Something else some of us like to do, just for kicks, is stir up ideological mischief at dinner parties. Given the depth of liberal hypocrisy on certain issues, this is easier than it might sound, and occasionally even provokes actual thought in one's prey. My favorite tale in this regard comes from a friend who lives in Park Slope. She reports creating level-red discomfort, when the talk on a recent evening turned to gay marriage. Everyone was for it, of course, including my friend. "But wouldn't it bother you if your own children were gay?" she added, all innocent curiosity. "After all, isn't it natural to want your kids to mirror your experience? To have a traditional marriage and raise children in the traditional way? I can't think of anything that would make them more foreign."

She reports that, hearing this, the liberals around the table "got very flustered -- because of course they feel exactly the same way. There was a long silence, and then someone said: 'I would be much more upset if my kids were Republican,' and that let everyone off the hook. But afterward, one liberal friend came and whispered in my ear 'I would be really devastated.' "

Indeed, if one keeps things polite in such situations, those on the other side are all but helpless, robbed of their chief weapon: Insults. For many liberals in these parts, dismissive contempt toward the other side is a reflex. So, for the enterprising conservative, pointing out, "that's not an argument, that's name-calling" is enough to stop them dead in their tracks. After lifetimes spent casually referring to those on the right as "haters" or "fascists," they are truly unaware there is anything wrong with it. While afterward they'll continue to believe you are a fascist, and say so behind your back, at least you'll have a momentary triumph.

For conservatives in places like New York, that's about the best that can be hoped for. As a species, adamant liberals are not exactly known for graciousness. Even in the wake of their triumph last November, many seem Constitutionally unable to stop bashing Bush, Cheney or Palin. And talk about gloating. Having in many cases defiantly left on their Kerry-Edwards stickers through Bush's second term, can anyone doubt that, even if unemployment reaches 20%, their Obama stickers will still be in place on the Volvo when it gets towed off to that great recycling heap?

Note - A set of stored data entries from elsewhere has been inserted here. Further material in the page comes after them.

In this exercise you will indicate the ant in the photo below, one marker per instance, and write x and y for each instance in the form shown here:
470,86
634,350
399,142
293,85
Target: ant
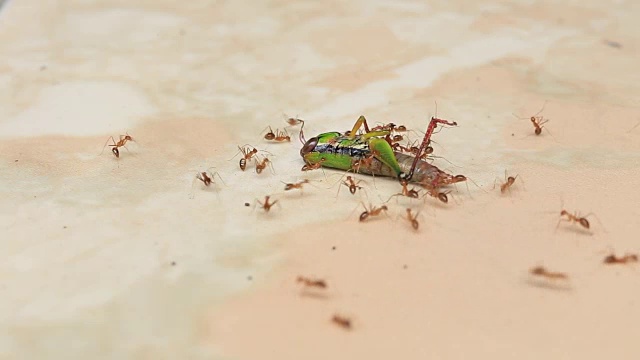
352,184
316,166
509,181
341,321
121,143
442,196
279,136
267,204
542,271
575,217
318,283
206,179
261,165
293,121
538,123
372,211
413,219
627,258
298,185
410,193
248,152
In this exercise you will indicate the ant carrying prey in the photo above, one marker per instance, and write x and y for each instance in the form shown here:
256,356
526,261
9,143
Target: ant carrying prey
121,143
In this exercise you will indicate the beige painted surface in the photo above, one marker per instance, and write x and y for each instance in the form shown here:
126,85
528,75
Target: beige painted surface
127,259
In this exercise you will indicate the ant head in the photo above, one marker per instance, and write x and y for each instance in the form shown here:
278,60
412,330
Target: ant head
584,222
309,146
538,270
415,224
459,178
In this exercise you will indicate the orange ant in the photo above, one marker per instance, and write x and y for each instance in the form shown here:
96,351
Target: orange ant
318,283
267,204
442,196
282,136
248,152
372,211
270,135
261,165
293,121
121,143
627,258
543,272
410,193
352,184
538,123
206,179
298,185
279,136
509,181
341,321
413,219
316,166
575,217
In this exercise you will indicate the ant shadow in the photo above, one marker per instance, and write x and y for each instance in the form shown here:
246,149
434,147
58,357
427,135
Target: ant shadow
316,295
554,285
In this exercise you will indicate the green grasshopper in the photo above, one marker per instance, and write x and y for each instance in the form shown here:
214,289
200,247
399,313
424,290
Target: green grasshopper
372,153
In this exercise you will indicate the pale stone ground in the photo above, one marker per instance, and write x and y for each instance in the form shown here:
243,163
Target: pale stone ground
114,259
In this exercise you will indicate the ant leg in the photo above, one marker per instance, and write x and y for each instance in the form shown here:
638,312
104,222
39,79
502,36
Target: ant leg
105,143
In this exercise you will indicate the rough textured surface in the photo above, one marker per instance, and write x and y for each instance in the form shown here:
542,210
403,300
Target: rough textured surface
130,259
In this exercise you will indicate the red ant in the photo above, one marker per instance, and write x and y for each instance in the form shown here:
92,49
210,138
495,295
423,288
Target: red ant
318,283
248,152
543,272
442,196
627,258
206,179
261,165
279,136
341,321
316,166
509,181
298,185
352,184
267,204
372,211
413,219
582,220
121,143
293,121
410,193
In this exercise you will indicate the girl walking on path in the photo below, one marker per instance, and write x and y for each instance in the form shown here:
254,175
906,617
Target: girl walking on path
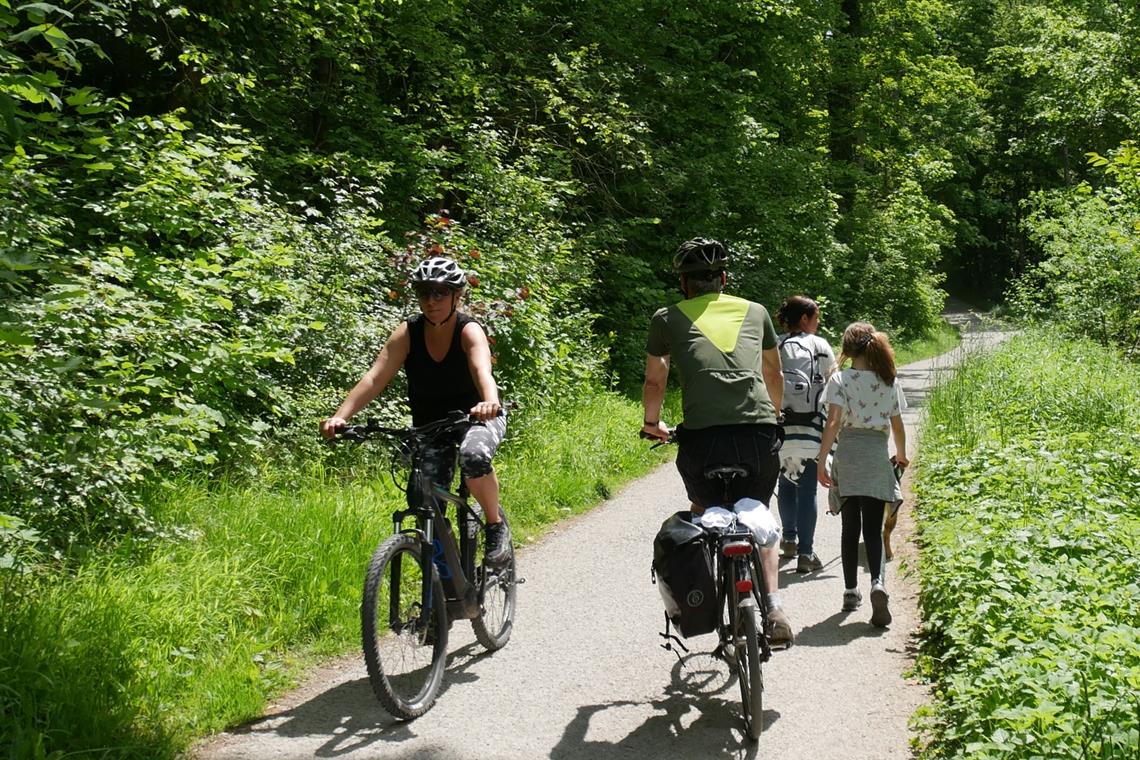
864,402
809,357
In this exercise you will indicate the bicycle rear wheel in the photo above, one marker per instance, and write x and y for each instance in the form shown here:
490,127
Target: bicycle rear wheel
405,652
748,670
497,587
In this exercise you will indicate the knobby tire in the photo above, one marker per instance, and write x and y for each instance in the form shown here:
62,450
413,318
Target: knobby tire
406,664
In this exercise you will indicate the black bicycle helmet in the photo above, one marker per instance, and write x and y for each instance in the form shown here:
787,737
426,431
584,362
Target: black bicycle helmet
700,255
440,271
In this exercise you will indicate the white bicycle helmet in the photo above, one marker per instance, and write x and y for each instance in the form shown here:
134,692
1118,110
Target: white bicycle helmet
439,270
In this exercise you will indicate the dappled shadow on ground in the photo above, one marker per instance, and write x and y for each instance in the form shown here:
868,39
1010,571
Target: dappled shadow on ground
839,629
698,714
349,714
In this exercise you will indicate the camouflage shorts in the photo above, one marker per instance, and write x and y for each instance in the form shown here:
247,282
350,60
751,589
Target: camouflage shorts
475,450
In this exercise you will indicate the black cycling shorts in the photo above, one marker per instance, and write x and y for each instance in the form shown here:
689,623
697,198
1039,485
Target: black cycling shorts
755,448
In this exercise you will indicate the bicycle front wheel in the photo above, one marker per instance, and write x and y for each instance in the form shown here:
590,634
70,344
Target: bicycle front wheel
405,650
748,670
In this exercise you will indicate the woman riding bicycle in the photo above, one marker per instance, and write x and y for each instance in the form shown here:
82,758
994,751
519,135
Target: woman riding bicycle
447,360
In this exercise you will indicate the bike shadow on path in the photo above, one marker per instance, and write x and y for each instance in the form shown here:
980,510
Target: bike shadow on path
349,714
699,714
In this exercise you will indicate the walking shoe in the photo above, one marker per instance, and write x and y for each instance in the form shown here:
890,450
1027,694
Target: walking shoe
880,615
788,547
807,563
780,628
498,544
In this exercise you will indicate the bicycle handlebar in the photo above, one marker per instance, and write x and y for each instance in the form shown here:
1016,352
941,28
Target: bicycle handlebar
425,432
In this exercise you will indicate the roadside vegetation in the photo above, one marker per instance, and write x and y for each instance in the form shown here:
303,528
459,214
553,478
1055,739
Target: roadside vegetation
147,647
1029,560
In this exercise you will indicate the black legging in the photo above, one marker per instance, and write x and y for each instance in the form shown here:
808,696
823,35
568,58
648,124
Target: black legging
861,513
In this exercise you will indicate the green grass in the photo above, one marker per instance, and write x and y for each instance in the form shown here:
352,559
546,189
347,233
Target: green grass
1028,520
139,652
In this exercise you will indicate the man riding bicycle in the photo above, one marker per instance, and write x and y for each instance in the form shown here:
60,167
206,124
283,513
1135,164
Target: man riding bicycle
731,386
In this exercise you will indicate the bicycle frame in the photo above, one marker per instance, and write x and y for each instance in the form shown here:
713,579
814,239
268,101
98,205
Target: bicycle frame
738,574
455,562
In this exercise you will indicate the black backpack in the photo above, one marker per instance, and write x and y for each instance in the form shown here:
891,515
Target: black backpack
683,563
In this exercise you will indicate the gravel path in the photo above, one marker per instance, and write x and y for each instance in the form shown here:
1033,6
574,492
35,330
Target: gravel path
584,676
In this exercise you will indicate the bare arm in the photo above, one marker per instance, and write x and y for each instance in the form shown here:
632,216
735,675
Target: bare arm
479,361
898,431
657,376
830,432
773,377
383,369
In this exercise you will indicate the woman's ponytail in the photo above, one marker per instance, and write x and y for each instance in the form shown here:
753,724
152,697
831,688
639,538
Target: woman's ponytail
862,340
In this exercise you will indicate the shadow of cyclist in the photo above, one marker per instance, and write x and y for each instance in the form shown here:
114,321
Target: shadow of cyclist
349,717
698,716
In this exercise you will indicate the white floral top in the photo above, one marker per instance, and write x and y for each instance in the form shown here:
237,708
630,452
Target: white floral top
868,402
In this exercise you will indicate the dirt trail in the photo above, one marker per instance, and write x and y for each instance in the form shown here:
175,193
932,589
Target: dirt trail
584,676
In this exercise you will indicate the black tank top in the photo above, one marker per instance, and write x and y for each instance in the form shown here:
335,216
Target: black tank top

Of course, that's just another difference between us and them -- we tend toward optimism and good grace. Rotten as times seems now for conservatives, we face life as it is and press on, plucky as colonial Brits in those old movies on TCM. Just a day after the election, one friend remarked that he'd already taken the McCain sticker off his car, adding that Obama was our president now, and he was willing to give him a chance. "Still," he added, smiling, "I kept on the one for the New York Rifle & Pistol Association -- just in case anyone thinks I've gone soft."